2. “block interval must be constant time (O(1)) larger than max network delay”
   • “permissionless consensus has to be synchronous”

• traditionally, we overlook synchrony because it is slow as far as common wisdom goes.
• but this may not be correct. Via thundertoken you can live in async “fast” land normally but can fallback into simple and robust synchronous protocol.

q. what happens when underlying blockchain gets forked in the grace period?

a. grace-period should contain enough blocks (k should be sufficiently large). blockchain protocol is such that if you wait long enough then this is okay.

Talk 7: smart signatures, experiments in authorization

By Christopher Allen, formerly blockstream. slides. video.

• signatures: demonstrate validity of a message
  • examples = using RSA, X.501 (Standard)
• Trust policy: defined and limited by third-parties like a Certificate Authority and an app/browser/os
• modern crypto allows many variations like multi-sig, ring sig, blind sig.
• traditional signatures: authenticate who signed message, and certify that the signed part is authorized to do some task.

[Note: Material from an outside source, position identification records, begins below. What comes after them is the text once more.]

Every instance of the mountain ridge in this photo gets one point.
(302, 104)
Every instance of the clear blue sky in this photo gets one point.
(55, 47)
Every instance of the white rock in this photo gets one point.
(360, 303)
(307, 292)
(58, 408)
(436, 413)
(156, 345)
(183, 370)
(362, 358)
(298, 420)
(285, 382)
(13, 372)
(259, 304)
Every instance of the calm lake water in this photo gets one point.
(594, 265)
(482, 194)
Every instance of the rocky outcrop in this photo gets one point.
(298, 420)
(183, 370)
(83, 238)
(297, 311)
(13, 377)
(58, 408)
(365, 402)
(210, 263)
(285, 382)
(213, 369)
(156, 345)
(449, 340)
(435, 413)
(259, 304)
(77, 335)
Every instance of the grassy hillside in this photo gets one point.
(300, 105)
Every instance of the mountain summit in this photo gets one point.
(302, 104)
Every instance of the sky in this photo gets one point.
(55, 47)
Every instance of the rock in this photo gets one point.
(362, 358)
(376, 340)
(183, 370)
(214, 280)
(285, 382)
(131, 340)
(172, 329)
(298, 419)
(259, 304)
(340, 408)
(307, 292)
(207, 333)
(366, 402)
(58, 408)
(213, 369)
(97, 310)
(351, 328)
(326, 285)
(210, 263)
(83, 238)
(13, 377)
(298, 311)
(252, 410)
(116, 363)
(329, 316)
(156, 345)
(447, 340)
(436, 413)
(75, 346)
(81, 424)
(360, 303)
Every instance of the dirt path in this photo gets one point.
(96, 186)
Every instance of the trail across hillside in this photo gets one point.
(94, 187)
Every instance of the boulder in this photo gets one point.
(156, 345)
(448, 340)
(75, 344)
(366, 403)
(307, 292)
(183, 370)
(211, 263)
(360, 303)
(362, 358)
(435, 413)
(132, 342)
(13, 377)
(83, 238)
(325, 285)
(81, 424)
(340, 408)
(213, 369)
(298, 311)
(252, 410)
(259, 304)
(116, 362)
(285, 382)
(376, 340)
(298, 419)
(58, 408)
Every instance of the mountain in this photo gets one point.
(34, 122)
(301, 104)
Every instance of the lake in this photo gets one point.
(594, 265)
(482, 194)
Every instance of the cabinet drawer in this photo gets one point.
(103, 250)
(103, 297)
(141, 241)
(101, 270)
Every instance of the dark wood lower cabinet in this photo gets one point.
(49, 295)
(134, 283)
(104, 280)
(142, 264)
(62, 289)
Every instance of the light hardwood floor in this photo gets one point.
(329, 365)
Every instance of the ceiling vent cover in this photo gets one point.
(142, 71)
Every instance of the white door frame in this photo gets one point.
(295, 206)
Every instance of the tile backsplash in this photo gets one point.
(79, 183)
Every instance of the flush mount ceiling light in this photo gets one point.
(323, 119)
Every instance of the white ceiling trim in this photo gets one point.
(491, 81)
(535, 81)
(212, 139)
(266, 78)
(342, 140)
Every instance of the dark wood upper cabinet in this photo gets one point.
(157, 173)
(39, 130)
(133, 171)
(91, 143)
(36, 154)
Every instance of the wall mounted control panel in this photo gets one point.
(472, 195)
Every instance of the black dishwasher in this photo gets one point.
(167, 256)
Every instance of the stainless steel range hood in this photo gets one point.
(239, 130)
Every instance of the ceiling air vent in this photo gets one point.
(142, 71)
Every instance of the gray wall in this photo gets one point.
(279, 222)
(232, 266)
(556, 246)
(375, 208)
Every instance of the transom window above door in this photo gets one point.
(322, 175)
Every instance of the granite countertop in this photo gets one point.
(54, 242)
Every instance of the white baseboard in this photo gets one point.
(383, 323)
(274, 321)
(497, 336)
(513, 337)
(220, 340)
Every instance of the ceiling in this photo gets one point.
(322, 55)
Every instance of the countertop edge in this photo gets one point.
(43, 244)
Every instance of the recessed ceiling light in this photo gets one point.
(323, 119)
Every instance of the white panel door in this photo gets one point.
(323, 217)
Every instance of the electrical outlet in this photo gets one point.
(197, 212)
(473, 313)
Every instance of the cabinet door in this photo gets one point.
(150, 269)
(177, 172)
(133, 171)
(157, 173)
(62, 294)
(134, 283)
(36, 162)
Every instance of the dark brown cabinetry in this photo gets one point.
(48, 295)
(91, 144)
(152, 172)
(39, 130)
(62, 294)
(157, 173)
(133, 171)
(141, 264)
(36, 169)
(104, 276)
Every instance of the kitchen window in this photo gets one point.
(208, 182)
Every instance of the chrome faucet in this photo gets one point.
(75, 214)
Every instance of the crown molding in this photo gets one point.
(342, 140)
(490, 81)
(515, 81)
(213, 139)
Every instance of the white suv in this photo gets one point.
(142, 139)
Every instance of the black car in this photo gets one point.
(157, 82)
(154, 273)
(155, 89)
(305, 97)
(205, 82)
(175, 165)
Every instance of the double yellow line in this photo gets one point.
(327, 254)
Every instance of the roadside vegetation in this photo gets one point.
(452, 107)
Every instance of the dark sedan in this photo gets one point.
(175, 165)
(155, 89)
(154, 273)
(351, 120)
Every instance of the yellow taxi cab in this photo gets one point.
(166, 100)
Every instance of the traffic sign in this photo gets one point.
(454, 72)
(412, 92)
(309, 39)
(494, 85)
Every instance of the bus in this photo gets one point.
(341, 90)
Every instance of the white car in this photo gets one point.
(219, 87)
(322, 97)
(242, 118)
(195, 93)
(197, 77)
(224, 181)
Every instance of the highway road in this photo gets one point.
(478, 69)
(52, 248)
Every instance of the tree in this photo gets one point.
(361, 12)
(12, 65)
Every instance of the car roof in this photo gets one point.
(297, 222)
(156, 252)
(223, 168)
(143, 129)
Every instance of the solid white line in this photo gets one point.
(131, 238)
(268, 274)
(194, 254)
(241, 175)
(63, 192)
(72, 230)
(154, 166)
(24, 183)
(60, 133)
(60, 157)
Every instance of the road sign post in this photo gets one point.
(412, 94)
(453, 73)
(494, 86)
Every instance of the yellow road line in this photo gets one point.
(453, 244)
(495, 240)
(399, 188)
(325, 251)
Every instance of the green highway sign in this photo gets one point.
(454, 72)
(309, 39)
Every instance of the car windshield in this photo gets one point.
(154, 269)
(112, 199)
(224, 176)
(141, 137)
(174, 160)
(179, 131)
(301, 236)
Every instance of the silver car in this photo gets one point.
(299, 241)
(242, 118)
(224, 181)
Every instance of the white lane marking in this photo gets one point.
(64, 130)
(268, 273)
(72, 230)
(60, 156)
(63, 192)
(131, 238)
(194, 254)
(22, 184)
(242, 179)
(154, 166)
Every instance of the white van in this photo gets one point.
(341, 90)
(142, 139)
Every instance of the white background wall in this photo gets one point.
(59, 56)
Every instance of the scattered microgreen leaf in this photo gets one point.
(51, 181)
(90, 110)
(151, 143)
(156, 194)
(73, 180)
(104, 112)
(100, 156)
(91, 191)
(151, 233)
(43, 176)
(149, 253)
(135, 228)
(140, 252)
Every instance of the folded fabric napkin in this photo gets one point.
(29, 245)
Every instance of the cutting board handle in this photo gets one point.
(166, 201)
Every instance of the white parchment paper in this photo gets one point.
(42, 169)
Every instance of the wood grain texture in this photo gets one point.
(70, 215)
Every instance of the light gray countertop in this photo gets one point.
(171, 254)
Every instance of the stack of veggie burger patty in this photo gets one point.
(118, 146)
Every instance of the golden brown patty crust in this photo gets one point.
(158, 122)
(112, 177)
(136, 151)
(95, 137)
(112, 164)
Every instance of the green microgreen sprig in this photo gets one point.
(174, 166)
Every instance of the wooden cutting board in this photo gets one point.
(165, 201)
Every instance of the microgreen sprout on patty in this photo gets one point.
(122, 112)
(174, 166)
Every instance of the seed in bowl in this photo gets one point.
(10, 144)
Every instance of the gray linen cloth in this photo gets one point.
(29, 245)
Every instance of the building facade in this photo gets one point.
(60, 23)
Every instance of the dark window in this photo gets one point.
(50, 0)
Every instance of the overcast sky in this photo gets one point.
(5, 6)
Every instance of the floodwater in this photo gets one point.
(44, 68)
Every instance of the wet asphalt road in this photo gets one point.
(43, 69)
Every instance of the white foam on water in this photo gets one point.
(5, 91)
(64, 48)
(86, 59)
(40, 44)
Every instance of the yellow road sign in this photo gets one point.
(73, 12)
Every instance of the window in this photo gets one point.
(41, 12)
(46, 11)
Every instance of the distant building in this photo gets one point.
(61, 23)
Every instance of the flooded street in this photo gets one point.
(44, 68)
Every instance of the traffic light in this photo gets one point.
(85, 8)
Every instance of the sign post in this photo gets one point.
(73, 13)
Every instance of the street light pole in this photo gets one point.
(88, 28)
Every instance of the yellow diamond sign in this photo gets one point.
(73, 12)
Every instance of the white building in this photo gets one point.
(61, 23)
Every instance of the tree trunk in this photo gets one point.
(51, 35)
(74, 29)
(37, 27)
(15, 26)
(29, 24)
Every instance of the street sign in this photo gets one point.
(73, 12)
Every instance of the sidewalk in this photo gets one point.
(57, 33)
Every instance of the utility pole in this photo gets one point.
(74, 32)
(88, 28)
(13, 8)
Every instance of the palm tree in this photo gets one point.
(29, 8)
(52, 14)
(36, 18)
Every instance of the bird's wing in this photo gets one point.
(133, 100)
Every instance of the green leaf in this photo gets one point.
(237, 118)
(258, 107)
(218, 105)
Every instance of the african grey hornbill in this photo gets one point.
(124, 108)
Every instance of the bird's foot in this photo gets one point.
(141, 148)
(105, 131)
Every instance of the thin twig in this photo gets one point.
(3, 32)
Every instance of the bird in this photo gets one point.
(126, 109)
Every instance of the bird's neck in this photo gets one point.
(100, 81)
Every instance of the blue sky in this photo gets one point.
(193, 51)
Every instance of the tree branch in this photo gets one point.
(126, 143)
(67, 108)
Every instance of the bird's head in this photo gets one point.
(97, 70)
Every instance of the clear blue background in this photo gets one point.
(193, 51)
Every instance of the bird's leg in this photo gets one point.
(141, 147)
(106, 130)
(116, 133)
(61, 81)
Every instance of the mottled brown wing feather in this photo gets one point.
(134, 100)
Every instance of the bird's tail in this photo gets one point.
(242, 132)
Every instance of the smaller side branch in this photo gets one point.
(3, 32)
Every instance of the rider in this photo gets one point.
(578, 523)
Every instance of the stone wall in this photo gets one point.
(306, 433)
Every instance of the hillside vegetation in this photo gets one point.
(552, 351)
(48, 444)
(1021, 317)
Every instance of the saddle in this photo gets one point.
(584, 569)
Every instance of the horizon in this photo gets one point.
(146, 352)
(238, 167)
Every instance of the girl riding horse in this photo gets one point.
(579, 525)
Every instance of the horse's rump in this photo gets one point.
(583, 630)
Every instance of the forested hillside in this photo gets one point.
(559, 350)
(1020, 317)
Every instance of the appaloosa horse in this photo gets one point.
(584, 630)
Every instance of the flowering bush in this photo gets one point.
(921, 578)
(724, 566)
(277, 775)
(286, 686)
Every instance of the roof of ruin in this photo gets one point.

smart signatures: core use - authorization

• additional parties can be authorized
• more operators like OR and AND

Main difference from traditional signatures:

• trust policy not interpreted by a CA or code by app/browser/os
• trust policy is embodied by the signer into the signature itself.

inspiration:

• btc tx signature
• has “Script” a stateless predicate language. many use-cases.

use-cases:

• multifactor expressions
• signature delegation, and limit the time for it, or limit to quantity of money, and optionally permanently pass control (e.g. employment changes)
• dev release/CI toolchain
• transactional support:
  • signatures are part of a larger process: provided specific tx states exist or test against oracles.
  • For instance: prove provenance of art (via transaction history)

Language requirements:

• composable: need simple data structures (stacks, lists, etc.), constrained set of operations to allow security review. Like in Forth, Scheme, Haskell.
• inspectable: auditable by a programmer.
• provable: should be formally analyzable and support tools to discover hidden bugs.

System requirements:

• deterministic: script must produce same result.
• bounded: execution should not exceed cpu or memory limits, and size should be minimal and bounds should be deterministic
• efficient: no requirements on difficulty to create signature, but cannot be costly to verify.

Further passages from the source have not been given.